Lattice coordination layer for LangGraph workflows.

Wraps LangGraph nodes with State Contracts and Circuit Breakers — every handoff becomes a typed, validated, auditable envelope.

Install

pip install lattice-langgraph

Quick start

Option A — wrap individual nodes

from lattice_langgraph import wrap_node, BreakerConfig
from langgraph.graph import StateGraph, END
from typing import TypedDict

class State(TypedDict):
    topic: str
    result: str

def researcher(state):
    return {"result": f"findings about {state['topic']}"}

def writer(state):
    return {"result": f"article: {state['result']}"}

graph = StateGraph(State)
graph.add_node("researcher", wrap_node(researcher, agent_id="researcher", to_agent="writer"))
graph.add_node("writer", wrap_node(writer, agent_id="writer"))
graph.set_entry_point("researcher")
graph.add_edge("researcher", "writer")
graph.add_edge("writer", END)

app = graph.compile()
result = app.invoke({"topic": "quantum computing"})
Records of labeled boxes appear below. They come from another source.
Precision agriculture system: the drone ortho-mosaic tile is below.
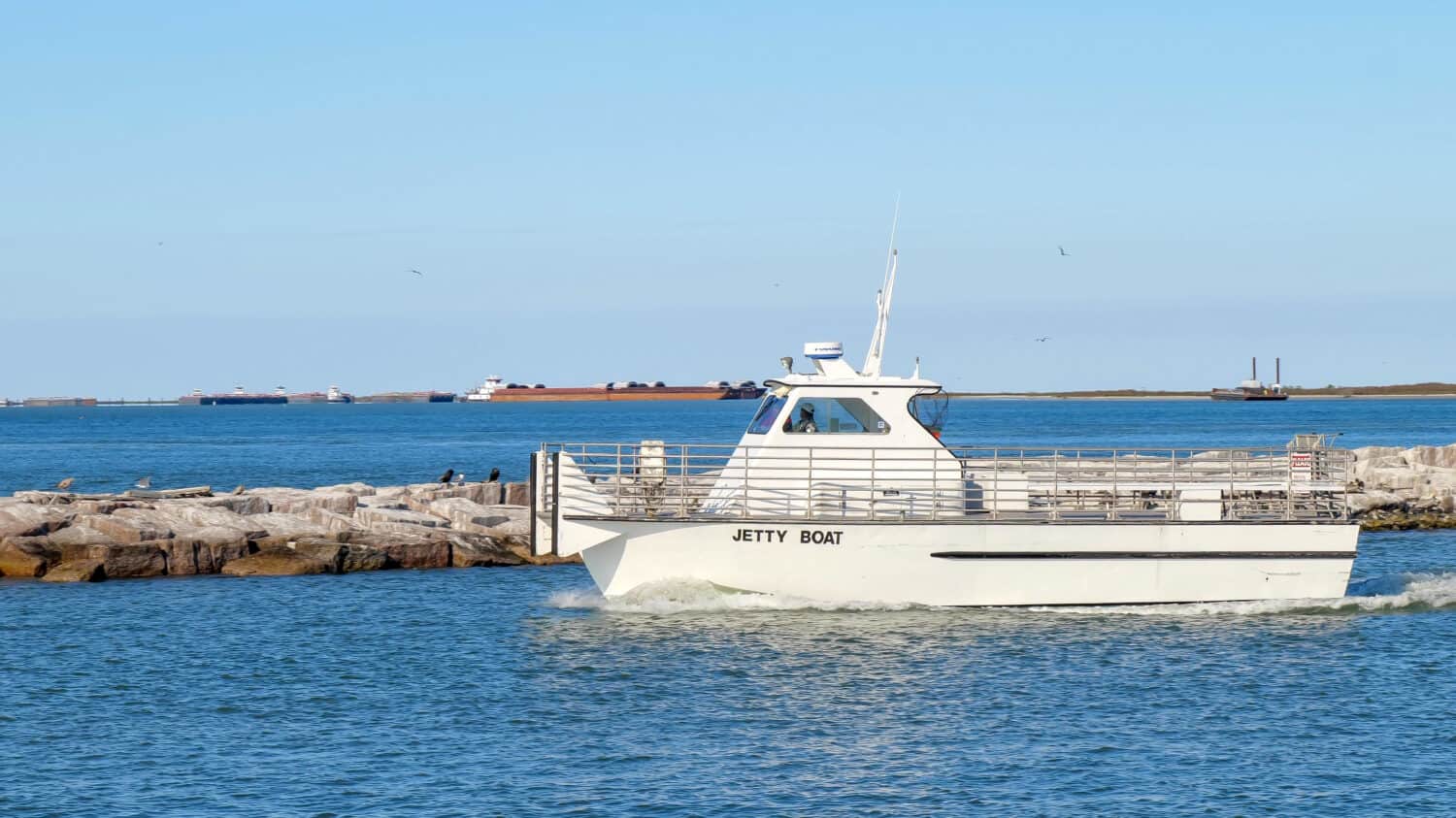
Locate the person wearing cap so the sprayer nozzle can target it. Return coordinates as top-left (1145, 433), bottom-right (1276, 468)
top-left (789, 404), bottom-right (818, 433)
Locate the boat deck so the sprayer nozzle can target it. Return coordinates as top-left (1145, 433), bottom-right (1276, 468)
top-left (533, 442), bottom-right (1353, 524)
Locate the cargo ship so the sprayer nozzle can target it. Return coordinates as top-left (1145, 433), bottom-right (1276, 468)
top-left (465, 376), bottom-right (763, 404)
top-left (288, 386), bottom-right (354, 404)
top-left (178, 386), bottom-right (288, 407)
top-left (354, 390), bottom-right (456, 404)
top-left (21, 398), bottom-right (96, 408)
top-left (1208, 358), bottom-right (1289, 401)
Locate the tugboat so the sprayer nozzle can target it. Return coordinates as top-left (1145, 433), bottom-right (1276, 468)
top-left (530, 245), bottom-right (1360, 605)
top-left (1208, 358), bottom-right (1289, 401)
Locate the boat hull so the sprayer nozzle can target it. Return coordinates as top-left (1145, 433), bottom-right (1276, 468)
top-left (489, 386), bottom-right (763, 404)
top-left (562, 520), bottom-right (1359, 605)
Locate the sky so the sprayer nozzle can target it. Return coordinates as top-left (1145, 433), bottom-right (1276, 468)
top-left (0, 2), bottom-right (1456, 399)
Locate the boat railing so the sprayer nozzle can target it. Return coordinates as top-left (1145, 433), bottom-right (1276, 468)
top-left (535, 442), bottom-right (1353, 523)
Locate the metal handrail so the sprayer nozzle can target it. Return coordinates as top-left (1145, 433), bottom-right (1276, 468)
top-left (542, 442), bottom-right (1353, 523)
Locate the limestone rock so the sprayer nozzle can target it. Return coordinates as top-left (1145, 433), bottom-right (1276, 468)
top-left (314, 483), bottom-right (376, 498)
top-left (354, 507), bottom-right (450, 529)
top-left (270, 491), bottom-right (360, 514)
top-left (84, 508), bottom-right (172, 541)
top-left (340, 543), bottom-right (389, 573)
top-left (293, 540), bottom-right (348, 573)
top-left (450, 533), bottom-right (526, 568)
top-left (0, 539), bottom-right (50, 579)
top-left (381, 540), bottom-right (450, 568)
top-left (90, 541), bottom-right (168, 579)
top-left (1345, 489), bottom-right (1406, 514)
top-left (41, 559), bottom-right (107, 582)
top-left (501, 483), bottom-right (532, 507)
top-left (252, 511), bottom-right (329, 549)
top-left (223, 547), bottom-right (331, 576)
Option B — wrap the whole graph with LatticeMiddleware

from lattice_langgraph import LatticeMiddleware
import os

# Build your graph normally
graph = StateGraph(State)
graph.add_node("researcher", researcher)
graph.add_node("writer", writer)
graph.set_entry_point("researcher")
graph.add_edge("researcher", "writer")
graph.add_edge("writer", END)
compiled = graph.compile()

# Wrap it
app = LatticeMiddleware(
    compiled,
    audit_log_path="./lattice-audit.jsonl",
    openai_api_key=os.environ["OPENAI_API_KEY"],
)
result = app.invoke({"topic": "quantum computing"})

Validation tiers

Tier What When Latency
L1 JSON Schema validation Always <200ms
L2 Embedding similarity On every handoff ~500ms
L3 LLM-as-judge (gpt-4o-mini) L2 similarity < 0.85 or high-risk edge 1–3s
auto L1 always, L2 always, L3 on escalation Default varies
from lattice_langgraph import BreakerConfig

# L1 only (fast, no LLM calls)
config = BreakerConfig(tier="L1")

# Full auto (L1+L2, escalate to L3 on low confidence)
config = BreakerConfig(tier="auto", openai_api_key="sk-...")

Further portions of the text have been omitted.